Dr. Gladman says there is no particular diet that will decrease the inflammation that results in PsA, but if someone is overweight, he or she can feel better with weight loss.
Several Janus kinase (JAK) inhibitors in development show promise for treating pain associated with PsA, Dr. Gladman says. JAK inhibitors are a group of medications that inhibit activity and response of one or more of the Janus kinase enzymes (JAK1, JAK2, JAK3, and tyrosine kinase 2). JAK enzymes are proteins in the body that are a part of pathways that promote inflammation observed in PsA.
The joint ACR and NPF guidelines for treating PsA also point out that tumor necrosis factor alpha (TNF-a) inhibitor biologics should be used as a first-line option to treat active PsA in people who have not been treating the disease.  As with JAK inhibitors, TNF-a inhibitors work by neutralizing or targeting a specific pathway – in this case, the TNF-a molecule, which can cause the inflammation and pain associated with PsA.
Diagnosing and treating PsA early can help prevent or at least limit the joint damage that can occur in later stages of the disease, Dr. Gladman says.
Some PsA patients may find they need to change their medications over time in order for them to remain effective. “It really depends on the patient and that patient’s disease,” Dr. Gladman says.

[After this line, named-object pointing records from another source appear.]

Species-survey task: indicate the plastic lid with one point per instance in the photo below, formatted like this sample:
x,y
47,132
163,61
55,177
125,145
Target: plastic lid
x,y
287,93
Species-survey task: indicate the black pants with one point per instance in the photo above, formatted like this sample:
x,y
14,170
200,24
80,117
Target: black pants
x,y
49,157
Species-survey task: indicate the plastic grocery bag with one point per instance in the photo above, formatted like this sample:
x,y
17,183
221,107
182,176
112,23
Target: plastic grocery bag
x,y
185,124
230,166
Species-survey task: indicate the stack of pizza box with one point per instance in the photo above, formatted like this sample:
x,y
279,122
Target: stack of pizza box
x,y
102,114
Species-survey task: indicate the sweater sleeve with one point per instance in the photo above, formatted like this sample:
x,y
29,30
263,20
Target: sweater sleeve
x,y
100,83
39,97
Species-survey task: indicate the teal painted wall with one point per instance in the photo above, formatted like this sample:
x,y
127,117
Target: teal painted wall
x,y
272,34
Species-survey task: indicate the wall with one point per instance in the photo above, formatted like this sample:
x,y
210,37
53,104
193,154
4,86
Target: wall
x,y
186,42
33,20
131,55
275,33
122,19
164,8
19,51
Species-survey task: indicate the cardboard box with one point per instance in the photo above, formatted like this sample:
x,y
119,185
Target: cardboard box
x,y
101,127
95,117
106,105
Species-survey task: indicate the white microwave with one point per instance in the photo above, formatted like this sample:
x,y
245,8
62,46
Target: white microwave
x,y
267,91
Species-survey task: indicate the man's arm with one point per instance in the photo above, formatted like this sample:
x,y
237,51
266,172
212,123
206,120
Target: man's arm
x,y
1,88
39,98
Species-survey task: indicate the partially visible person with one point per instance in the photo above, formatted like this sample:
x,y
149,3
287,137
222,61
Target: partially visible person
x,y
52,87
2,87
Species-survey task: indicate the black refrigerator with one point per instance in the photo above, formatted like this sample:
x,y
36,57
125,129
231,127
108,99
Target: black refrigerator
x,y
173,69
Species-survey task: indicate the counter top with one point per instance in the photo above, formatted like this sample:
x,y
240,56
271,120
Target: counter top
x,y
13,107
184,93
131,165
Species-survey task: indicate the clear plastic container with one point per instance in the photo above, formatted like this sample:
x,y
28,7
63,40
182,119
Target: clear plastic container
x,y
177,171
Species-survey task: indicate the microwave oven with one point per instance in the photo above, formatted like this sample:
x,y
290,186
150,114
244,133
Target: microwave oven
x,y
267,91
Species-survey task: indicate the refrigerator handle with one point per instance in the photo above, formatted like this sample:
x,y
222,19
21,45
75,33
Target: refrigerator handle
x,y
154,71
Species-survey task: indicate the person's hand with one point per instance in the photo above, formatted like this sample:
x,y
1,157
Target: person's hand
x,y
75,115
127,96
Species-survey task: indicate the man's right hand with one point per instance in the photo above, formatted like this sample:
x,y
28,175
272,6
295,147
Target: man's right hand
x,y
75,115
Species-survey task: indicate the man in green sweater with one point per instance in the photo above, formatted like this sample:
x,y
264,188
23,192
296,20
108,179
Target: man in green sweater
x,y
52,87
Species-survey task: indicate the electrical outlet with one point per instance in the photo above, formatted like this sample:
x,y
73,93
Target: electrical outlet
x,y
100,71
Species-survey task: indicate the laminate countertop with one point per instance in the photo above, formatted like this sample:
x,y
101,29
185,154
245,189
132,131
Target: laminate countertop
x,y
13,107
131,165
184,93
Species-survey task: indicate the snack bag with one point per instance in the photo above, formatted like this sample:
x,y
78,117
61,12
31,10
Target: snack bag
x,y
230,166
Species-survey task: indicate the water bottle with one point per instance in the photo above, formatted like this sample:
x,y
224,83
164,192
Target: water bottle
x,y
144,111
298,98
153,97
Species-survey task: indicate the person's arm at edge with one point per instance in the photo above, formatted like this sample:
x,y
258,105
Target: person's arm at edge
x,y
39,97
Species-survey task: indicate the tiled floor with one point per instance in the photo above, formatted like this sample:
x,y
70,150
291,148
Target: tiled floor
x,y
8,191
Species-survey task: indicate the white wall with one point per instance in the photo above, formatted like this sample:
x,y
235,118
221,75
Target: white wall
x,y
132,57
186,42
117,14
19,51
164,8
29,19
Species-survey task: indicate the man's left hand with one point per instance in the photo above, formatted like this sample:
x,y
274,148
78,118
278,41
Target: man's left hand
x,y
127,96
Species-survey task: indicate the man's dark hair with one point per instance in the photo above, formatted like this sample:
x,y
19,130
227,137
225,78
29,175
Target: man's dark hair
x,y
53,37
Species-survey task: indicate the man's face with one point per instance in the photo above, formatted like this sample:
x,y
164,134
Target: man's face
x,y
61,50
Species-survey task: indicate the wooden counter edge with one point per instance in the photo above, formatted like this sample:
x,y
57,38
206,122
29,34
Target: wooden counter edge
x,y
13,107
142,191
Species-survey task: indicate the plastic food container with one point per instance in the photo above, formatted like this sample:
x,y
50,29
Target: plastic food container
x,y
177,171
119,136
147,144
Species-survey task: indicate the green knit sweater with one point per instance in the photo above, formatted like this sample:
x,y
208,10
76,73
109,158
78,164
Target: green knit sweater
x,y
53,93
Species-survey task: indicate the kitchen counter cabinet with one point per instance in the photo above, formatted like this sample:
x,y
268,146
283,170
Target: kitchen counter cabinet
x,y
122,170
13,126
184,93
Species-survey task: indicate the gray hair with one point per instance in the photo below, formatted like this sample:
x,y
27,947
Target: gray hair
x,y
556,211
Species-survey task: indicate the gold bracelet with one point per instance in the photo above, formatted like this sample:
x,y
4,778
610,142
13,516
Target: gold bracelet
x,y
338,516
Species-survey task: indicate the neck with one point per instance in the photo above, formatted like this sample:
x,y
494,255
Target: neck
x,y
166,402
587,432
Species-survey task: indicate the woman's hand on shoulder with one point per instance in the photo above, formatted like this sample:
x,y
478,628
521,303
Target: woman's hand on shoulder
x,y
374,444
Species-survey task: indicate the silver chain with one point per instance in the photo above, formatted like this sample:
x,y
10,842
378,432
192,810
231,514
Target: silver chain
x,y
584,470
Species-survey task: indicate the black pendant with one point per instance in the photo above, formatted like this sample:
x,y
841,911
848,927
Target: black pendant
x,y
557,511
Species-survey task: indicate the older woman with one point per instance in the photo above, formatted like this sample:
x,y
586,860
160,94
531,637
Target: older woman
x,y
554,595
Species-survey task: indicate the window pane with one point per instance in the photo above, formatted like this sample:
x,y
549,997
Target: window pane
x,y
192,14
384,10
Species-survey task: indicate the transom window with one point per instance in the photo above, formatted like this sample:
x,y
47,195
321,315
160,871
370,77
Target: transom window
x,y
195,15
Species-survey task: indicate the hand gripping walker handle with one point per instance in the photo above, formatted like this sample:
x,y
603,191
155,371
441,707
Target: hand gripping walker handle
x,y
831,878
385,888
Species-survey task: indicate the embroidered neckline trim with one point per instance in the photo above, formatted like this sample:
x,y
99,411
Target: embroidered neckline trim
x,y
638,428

PsA Treatment and COVID-19
While Klockow and others may be concerned about the immunosuppressive and/or immunomodulatory nature of their biologic or oral treatment options, current data generally suggest that such treatments do not alter the risk of contracting COVID-19, according to the NPF COVID-19 task force guidance statements. The guidance statements also recommend that patients who are not infected with COVID-19 should continue their biologic or oral therapies. Dr. Gladman suggests that people on biologics take the same coronavirus precautions as everyone else – wear a mask, social distance, etc. – and get the COVID-19 vaccine as soon as it is offered.